I have an ES cluster with 4 nodes:
number_of_replicas: 1
search01 - master: false, data: false
search02 - master: true, data: true
search03 - master: false,
I had two indices with unassigned shards that didn't seem to be self-healing. I eventually resolved this by temporarily adding an extra data-node[1]. After the indices became healthy and everything stabilized to green, I removed the extra node and the system was able to rebalance (again) and settle on a healthy state.
It's a good idea to avoid killing multiple data nodes at once (which is how I got into this state). Likely, I had failed to preserve any copies/replicas for at least one of the shards. Luckily, Kubernetes kept the disk storage around, and reused it when I relaunched the data-node.

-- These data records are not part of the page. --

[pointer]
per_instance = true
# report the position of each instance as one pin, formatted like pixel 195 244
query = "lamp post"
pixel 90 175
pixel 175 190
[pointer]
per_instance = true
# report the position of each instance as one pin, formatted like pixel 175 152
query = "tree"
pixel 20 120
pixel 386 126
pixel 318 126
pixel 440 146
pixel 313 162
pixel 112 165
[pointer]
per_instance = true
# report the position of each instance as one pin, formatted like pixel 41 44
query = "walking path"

...Some time has passed...
Well, this time just adding a node didn't seem to be working (after waiting several minutes for something to happen), so I started poking around in the REST API.
GET /_cluster/allocation/explain
This showed my new node with "decision": "YES"
.
By the way, all of the pre-existing nodes had "decision": "NO"

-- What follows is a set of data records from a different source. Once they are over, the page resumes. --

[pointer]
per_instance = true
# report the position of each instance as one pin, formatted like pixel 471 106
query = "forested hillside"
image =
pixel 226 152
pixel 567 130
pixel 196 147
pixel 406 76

due to "the node is above the low watermark cluster setting"
. So this was probably a different case than the one I had addressed previously.

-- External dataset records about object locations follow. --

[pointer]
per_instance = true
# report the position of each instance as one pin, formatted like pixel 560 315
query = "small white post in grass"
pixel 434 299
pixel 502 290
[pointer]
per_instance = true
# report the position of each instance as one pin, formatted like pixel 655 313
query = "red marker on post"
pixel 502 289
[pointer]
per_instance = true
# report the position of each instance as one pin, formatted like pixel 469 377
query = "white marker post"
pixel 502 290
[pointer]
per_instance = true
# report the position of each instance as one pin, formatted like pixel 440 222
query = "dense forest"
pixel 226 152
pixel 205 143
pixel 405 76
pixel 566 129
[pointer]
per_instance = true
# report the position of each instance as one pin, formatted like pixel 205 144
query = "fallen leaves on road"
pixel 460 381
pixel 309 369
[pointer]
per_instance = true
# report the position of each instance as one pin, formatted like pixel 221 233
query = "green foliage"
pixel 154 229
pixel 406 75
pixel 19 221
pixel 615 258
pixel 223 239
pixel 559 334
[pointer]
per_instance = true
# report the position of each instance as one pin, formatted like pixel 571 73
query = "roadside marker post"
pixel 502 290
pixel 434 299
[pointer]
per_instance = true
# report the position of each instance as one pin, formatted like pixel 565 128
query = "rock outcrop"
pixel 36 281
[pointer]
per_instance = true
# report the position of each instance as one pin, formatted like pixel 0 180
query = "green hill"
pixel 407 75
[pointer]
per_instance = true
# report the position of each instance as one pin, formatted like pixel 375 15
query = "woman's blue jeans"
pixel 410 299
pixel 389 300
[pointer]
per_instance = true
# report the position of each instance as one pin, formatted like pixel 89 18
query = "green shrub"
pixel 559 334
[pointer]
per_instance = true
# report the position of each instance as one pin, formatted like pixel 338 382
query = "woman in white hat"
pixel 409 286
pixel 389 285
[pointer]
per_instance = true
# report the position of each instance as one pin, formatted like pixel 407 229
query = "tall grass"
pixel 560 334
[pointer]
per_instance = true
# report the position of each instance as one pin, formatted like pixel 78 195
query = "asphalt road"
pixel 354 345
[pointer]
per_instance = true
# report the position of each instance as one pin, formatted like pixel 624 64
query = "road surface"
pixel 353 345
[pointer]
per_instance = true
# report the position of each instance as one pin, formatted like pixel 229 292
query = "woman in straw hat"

Then I made the following simple POST[2] with no body, which kicked things into gear...
POST /_cluster/reroute
Other notes:
Very helpful: https://datadoghq.com/blog/elasticsearch-unassigned-shards
Something else that may work. Set cluster_concurrent_rebalance
to 0
, then to null
-- as I demonstrate here.
[1] Pretty easy to do in Kubernetes if you have enough headroom: just scale out the stateful set via the dashboard.
[2] Using the Kibana "Dev Tools" interface, I didn't have to bother with SSH/exec shells.